In view of the foregoing, the Board concludes that Department Counsel has not demonstrated error in the Administrative Judge's application of the "whole person" concept with respect to the security concerns under Guideline B. In this case, the Judge articulated a detailed, rational explanation for her favorable determination under the "whole person" concept. The Board concludes that the Judge's error concerning the Adjudicative Guidelines did not adversely influence her "whole person" analysis of Applicant's security eligibility under Guideline B and that the Judge's errors did not significantly under cut her "whole person" analysis. The Board need not agree with the Judge's "whole person" analysis to conclude that it is sustainable.
When an appealing party demonstrates factual or legal error, the Board must consider whether: (a) the error is harmful or harmless; (b) the nonappealing party made a persuasive argument for how the Administrative Judge's decision can be affirmed on alternate grounds; and (c) if the Administrative Judge's decision cannot be affirmed, should the case be reversed or remanded. In this case, the Judge's favorable clearance decision under Guideline B is sustainable. However, her favorable clearance decision under Guideline C is not sustainable and the identified error cannot be remedied by remand.

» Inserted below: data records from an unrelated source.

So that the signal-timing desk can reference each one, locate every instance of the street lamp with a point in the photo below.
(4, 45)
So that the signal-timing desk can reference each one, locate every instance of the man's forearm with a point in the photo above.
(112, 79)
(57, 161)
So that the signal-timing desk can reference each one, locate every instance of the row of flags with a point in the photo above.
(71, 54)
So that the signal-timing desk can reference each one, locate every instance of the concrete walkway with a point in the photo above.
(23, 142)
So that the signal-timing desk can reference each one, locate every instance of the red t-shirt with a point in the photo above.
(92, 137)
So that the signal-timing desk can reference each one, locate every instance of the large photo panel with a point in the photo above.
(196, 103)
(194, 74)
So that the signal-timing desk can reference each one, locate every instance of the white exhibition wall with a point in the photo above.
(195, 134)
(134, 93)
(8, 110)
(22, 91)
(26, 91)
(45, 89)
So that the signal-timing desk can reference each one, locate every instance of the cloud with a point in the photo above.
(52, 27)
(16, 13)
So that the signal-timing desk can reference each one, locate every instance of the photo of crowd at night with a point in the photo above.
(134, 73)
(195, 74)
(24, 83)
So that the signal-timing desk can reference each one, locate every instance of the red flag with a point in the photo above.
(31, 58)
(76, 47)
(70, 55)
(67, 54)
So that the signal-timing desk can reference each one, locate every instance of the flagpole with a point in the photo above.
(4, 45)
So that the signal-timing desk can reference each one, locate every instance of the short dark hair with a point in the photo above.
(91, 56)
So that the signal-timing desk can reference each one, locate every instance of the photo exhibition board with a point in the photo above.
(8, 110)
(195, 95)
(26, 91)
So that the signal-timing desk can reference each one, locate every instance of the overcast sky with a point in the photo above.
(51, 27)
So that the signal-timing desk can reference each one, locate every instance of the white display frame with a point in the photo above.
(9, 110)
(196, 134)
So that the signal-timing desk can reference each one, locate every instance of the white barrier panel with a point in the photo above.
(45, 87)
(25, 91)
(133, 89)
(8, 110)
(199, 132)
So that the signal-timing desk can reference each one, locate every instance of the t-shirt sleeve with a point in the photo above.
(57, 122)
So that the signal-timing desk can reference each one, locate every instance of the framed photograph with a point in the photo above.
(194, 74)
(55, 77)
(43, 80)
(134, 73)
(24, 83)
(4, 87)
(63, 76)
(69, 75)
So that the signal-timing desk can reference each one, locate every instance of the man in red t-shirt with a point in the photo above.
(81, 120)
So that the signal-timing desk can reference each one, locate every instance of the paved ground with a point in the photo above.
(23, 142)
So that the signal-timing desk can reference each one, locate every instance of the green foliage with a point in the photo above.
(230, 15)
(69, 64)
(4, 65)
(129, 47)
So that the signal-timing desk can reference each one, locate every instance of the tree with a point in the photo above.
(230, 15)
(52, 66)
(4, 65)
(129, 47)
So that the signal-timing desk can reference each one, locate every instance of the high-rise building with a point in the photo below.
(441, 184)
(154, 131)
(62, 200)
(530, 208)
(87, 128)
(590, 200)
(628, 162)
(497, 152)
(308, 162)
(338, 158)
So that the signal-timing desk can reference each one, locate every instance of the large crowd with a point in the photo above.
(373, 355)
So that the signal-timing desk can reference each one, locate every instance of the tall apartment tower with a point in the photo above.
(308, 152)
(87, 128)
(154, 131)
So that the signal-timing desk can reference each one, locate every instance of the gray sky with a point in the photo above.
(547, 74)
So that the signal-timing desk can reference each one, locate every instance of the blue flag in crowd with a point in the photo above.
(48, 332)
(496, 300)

Therefore, that decision must be reversed.
The decision of the Administrative Judge granting Applicant a clearance is REVERSED.
Signed: Michael Y. Ra'anan
Michael Y. Ra'anan
Administrative Judge
Member, Appeal Board
Signed: Jean E. Smallin
Jean E. Smallin
Administrative Judge
Member, Appeal Board
Signed: William S. Fields
William S. Fields
Administrative Judge
Member, Appeal Board
1. Directive ¶ E2.A3.1.3.4 ("Individual has expressed a willingness to renounce dual citizenship").
2. Directive ¶ E2.A2.1.3.1 ("A determination that the immediate family member(s), (spouse, father, mother, sons, daughters, brothers, sisters), cohabitant, or associate(s) in question are not agents of a foreign power or in a position to be exploited by a foreign power in a way that could force the individual to choose between loyalty to the person(s) involved and the United States").
3. Directive ¶ E2.A2.1.3.3 ("Contact and correspondence with foreign citizens are casual and infrequent").
4. Directive ¶ E2.A2.1.3.5 ("Foreign financial interests are minimal and not sufficient to affect the individuals security responsibilities").